I write in Sublime at least 20% of my formulas and then paste it into Tableau
and Talend. Easier (even without autocompletion) than working in a small
window/pane than I usually have inside that tools, plus I use a new line for
every change, so I can see what I had before (there is no version control for
Business Intelligence).

------
onetom
7 years vim for bash, awk, Forth, Rebol, Ruby

5 years Sublime Text for bash, JavaScript, CoffeeScript

1 year (since 2016) IntelliJ+Cursive for Clojure(Script)

I've seriously tried Light Table, Atom, Visual Studio Code, Nightcode too for
several days and tried to customize them all to my needs.

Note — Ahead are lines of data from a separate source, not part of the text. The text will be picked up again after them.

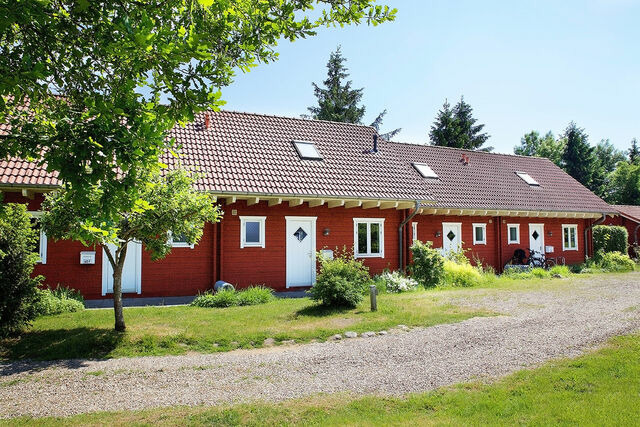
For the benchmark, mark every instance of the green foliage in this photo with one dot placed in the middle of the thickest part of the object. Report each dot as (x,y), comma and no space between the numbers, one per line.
(610,238)
(456,274)
(625,184)
(337,101)
(427,265)
(102,55)
(342,281)
(457,128)
(18,290)
(579,158)
(57,301)
(229,298)
(255,295)
(532,144)
(615,262)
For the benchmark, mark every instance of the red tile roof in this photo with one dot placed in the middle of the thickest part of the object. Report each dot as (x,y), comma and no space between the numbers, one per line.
(243,153)
(632,212)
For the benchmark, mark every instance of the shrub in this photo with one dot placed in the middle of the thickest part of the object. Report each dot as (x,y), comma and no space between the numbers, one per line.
(610,238)
(223,298)
(395,282)
(341,282)
(18,290)
(456,274)
(614,261)
(427,267)
(56,301)
(255,295)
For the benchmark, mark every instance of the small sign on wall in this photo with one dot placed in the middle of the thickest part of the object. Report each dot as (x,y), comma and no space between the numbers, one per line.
(87,257)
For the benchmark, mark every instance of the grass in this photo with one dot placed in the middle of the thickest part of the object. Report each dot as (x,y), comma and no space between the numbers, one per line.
(182,329)
(600,388)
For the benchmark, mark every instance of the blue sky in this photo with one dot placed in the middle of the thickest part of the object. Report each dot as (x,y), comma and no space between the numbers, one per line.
(522,65)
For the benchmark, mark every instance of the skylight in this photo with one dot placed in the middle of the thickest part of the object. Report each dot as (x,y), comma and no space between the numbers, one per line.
(307,150)
(527,178)
(425,170)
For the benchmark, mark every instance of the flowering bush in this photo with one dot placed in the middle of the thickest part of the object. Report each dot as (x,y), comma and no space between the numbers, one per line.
(396,282)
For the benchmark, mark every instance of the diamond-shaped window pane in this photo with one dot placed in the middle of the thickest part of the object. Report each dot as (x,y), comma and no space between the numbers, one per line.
(300,234)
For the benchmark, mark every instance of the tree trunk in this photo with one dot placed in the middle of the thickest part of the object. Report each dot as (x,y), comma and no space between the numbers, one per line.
(118,265)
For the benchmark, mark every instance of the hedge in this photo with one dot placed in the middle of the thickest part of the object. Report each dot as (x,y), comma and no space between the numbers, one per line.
(610,238)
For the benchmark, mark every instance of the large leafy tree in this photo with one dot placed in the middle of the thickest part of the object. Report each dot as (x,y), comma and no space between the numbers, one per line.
(456,127)
(532,144)
(579,157)
(168,205)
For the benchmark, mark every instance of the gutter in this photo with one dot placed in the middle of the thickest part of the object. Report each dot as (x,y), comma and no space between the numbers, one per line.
(586,231)
(401,232)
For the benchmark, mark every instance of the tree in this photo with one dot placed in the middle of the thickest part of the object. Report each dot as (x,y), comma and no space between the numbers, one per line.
(457,128)
(579,157)
(167,205)
(18,290)
(378,122)
(625,184)
(634,152)
(337,101)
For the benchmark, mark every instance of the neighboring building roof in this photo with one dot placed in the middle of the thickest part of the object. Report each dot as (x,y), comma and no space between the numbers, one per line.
(244,153)
(629,211)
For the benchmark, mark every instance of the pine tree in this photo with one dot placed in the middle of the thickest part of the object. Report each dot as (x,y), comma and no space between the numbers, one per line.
(456,127)
(579,158)
(337,101)
(634,152)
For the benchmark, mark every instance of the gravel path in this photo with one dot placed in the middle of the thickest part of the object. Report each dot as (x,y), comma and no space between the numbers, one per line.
(537,326)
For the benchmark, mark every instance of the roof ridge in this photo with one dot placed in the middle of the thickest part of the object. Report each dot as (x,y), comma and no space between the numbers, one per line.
(468,150)
(307,119)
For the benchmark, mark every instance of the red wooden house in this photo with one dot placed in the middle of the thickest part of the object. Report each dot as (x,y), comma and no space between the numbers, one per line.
(290,187)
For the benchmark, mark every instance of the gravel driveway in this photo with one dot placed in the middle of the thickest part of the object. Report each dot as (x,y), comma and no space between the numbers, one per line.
(536,326)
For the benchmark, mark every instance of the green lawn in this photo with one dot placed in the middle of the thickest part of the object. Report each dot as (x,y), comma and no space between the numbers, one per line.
(601,388)
(177,330)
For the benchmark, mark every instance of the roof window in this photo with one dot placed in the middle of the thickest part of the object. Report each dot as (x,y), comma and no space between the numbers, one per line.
(424,170)
(307,150)
(527,178)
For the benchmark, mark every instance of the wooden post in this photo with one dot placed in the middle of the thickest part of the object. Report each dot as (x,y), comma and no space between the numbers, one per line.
(373,293)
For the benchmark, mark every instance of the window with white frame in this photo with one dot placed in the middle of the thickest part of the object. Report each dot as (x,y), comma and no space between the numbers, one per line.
(479,234)
(252,231)
(414,231)
(368,235)
(41,243)
(569,237)
(179,241)
(513,234)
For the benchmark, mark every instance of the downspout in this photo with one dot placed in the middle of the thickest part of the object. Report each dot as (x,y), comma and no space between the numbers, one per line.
(586,234)
(400,235)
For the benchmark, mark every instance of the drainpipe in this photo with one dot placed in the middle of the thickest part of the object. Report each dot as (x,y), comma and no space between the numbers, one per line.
(586,232)
(400,235)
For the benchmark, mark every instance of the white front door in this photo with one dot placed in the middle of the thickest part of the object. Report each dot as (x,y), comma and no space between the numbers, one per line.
(536,237)
(301,251)
(451,237)
(131,272)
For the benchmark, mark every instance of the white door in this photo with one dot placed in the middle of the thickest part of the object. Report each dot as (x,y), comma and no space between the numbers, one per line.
(131,272)
(451,236)
(536,237)
(301,251)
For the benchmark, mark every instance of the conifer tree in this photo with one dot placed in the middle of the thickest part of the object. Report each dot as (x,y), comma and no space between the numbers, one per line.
(456,127)
(337,101)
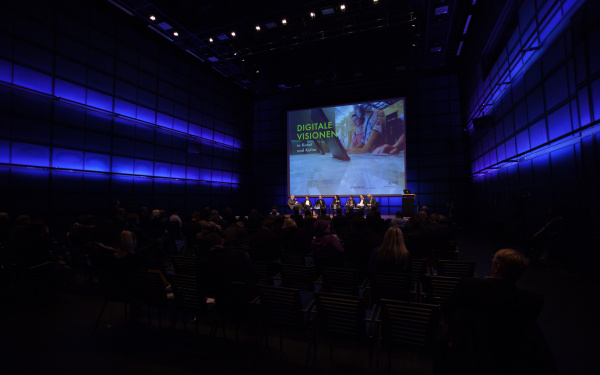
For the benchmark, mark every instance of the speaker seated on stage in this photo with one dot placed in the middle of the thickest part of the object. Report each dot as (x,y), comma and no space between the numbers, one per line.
(372,204)
(307,205)
(350,204)
(362,203)
(335,204)
(320,204)
(293,203)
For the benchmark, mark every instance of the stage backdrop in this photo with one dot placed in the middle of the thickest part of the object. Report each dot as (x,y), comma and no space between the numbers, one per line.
(347,150)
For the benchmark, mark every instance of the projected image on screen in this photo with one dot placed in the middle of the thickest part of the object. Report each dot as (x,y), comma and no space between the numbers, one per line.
(347,150)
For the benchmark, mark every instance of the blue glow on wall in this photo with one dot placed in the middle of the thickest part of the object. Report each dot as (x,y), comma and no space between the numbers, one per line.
(144,167)
(70,91)
(5,71)
(99,100)
(32,79)
(122,165)
(97,162)
(162,169)
(69,159)
(125,108)
(178,171)
(4,151)
(27,154)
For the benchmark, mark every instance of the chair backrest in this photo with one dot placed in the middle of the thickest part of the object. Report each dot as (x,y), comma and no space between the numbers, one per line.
(283,306)
(298,276)
(456,268)
(340,280)
(188,293)
(341,315)
(391,285)
(437,289)
(418,268)
(408,323)
(148,287)
(184,265)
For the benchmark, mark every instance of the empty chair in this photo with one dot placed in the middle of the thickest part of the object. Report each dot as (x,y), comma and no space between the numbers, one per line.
(341,281)
(437,289)
(189,296)
(391,285)
(456,269)
(298,276)
(408,325)
(282,308)
(184,265)
(149,289)
(342,318)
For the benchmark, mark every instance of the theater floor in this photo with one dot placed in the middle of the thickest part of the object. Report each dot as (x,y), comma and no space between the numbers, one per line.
(49,331)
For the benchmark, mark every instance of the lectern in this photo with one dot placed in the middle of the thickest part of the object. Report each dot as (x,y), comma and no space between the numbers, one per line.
(408,205)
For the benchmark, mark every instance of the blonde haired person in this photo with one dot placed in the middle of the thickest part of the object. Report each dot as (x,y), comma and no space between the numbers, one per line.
(392,255)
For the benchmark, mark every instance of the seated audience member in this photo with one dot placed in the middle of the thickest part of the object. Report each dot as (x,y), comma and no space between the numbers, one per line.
(399,221)
(222,265)
(235,231)
(323,215)
(324,243)
(492,323)
(392,255)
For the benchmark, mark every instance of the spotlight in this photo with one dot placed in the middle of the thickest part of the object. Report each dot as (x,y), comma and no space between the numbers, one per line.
(327,11)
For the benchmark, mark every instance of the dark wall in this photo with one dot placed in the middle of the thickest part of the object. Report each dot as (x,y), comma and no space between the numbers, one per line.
(539,144)
(435,148)
(95,109)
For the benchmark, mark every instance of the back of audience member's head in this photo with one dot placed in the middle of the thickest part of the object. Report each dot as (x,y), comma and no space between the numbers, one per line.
(127,242)
(213,239)
(133,219)
(289,223)
(508,264)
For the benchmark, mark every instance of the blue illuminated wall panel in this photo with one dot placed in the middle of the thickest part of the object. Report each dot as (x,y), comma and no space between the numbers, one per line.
(555,115)
(81,98)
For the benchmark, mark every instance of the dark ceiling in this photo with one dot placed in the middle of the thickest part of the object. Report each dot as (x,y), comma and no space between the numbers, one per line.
(368,40)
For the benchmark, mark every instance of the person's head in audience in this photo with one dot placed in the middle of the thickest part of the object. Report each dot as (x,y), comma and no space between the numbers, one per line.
(133,219)
(213,240)
(289,224)
(508,264)
(127,242)
(392,248)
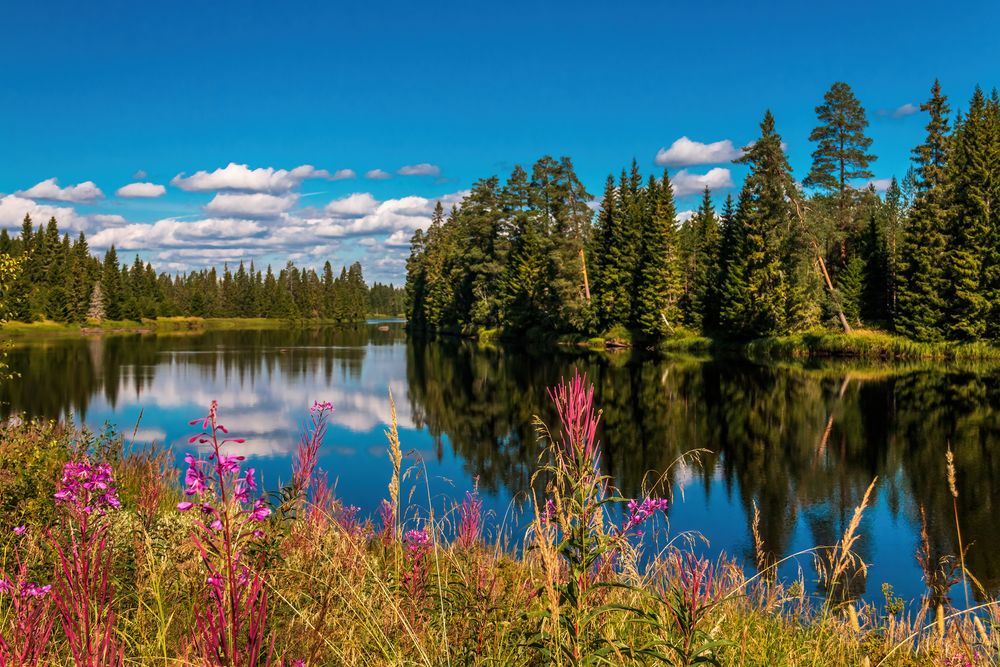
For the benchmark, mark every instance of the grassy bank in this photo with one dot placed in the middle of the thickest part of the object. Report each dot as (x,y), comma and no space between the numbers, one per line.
(201,560)
(159,325)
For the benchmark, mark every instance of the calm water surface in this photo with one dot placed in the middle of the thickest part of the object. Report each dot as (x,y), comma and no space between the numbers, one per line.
(801,441)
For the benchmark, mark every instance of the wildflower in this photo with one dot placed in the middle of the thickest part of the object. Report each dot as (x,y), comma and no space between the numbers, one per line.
(260,511)
(32,590)
(470,522)
(88,488)
(321,406)
(639,512)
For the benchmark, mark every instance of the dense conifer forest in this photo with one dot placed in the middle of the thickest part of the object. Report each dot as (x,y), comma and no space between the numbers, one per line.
(60,280)
(921,259)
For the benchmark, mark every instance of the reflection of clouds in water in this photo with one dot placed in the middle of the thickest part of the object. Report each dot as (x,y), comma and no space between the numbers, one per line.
(268,398)
(146,435)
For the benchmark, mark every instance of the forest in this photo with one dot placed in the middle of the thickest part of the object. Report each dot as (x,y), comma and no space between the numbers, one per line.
(60,280)
(921,259)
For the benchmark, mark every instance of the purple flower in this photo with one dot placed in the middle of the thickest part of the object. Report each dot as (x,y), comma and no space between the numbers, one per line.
(260,511)
(88,488)
(321,406)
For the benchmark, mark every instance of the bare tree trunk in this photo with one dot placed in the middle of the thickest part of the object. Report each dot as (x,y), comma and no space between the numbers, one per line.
(826,276)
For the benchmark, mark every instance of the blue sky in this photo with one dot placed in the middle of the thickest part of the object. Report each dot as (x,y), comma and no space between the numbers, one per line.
(102,95)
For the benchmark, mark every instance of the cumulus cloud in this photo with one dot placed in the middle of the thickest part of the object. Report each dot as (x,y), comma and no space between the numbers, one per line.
(901,111)
(82,193)
(241,177)
(686,183)
(399,239)
(172,232)
(256,205)
(684,153)
(880,184)
(147,190)
(13,208)
(105,220)
(354,205)
(422,169)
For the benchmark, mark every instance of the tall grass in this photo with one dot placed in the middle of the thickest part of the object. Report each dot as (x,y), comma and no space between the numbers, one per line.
(297,577)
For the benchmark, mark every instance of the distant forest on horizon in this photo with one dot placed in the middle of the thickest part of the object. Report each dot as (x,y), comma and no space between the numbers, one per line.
(60,280)
(922,260)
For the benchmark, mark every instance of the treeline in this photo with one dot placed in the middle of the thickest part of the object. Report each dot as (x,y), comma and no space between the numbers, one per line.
(922,259)
(61,280)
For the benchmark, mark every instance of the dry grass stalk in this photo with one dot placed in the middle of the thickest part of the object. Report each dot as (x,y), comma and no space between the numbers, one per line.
(953,487)
(842,555)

I gave a try to Cloud9, Nitrous, Koding, but I usually live on low bandwidth,
so none of these were viable options.

While the JetBrains family of IDEs are super smart, ultimately the speed of
your machine and your patience is what matters when choosing and IDE.

Sublime Text is the winner if you consider speed and memory usage, but its
code navigation features are not precise.

JetBrains is the winner from convenience perspective, BUT you need 4GHz i7
with 16GB RAM if you expect Sublime Text-like responsiveness. I think it worth
the investment but I was not been able to afford it for many years either...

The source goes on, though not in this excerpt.